Like so many different elements of the robotics world, the pandemic has dramatically accelerated curiosity within the automated kitchen. After all, the meals and restaurant business was deemed important amid international shutdowns, however discovering kitchen workers proved an issue for a lot of, particularly early on when questions remained round COVID’s transmission.
This week, California-based quick informal salad chain Sweetgreen introduced plans to go all in on automation with the acquisition of Spyce. Founded in 2015, the Boston-based startup began making waves a couple of years again as a spinout of MIT mechanical engineering college students. First serving up meals on the faculty’s eating corridor, the group finally opened a pair of automated eating places within the Boston space. The startup notes, “our Spyce restaurants will stay open at this time.”
Sweetgreen plans to ultimately incorporate Spyce’s know-how into its eating places. It will possible take a while to scale as much as the wants of the chain, which at the moment operates greater than 120 places throughout the U.S.

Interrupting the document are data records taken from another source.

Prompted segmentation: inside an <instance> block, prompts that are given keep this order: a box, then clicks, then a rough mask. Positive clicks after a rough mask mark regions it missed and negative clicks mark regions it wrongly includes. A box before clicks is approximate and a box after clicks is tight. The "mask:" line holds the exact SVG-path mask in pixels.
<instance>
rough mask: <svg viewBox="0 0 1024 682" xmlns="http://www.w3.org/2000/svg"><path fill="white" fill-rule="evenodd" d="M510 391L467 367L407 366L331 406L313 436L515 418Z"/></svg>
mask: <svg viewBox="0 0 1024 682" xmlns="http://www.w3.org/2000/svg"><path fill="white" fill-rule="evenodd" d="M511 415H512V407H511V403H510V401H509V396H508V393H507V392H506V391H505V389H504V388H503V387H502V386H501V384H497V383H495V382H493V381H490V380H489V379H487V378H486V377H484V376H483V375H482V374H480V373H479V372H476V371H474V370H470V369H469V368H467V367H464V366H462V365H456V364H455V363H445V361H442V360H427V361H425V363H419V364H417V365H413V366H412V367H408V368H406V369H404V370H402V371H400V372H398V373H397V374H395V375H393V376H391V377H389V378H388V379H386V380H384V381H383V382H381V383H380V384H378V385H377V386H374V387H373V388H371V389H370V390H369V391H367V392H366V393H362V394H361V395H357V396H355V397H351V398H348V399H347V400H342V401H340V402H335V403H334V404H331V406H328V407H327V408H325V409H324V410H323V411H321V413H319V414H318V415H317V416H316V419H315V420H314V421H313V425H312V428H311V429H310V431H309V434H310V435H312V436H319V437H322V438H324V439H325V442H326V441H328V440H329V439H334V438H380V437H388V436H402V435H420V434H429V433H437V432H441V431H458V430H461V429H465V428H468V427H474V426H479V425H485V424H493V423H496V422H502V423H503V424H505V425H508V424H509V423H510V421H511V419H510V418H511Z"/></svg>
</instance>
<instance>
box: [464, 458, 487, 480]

“We built Sweetgreen to connect more people to real food and create healthy fast food at scale for the next generation, and Spyce has built state-of-the-art technology that perfectly aligns with that vision,” Sweetgreen CEO and co-founder Jonathan Neman stated in a press release. “By joining forces with their best-in-class team, we will be able to elevate our team member experience, provide a more consistent customer experience and bring real food to more communities.”
Like pizza, salads are a transparent goal for early meals automation. They’re each common and comparatively simple to automate — basically mixing a bunch of elements from completely different chutes right into a bowl.
Sweetgreen is fast to notice that the plan isn’t to exchange staff outright, nevertheless.
“[T]eam members will be able to focus more on preparation and hospitality moments, while having the opportunity to work with state-of-the-art technology,” the corporate writes. “Invest more in training and development to support team members to become Head Coaches. Interested team members will be able to develop technology-facing skills to operate and maintain Spyce technology.”
The deal is anticipated to shut in Q3. Terms weren’t disclosed.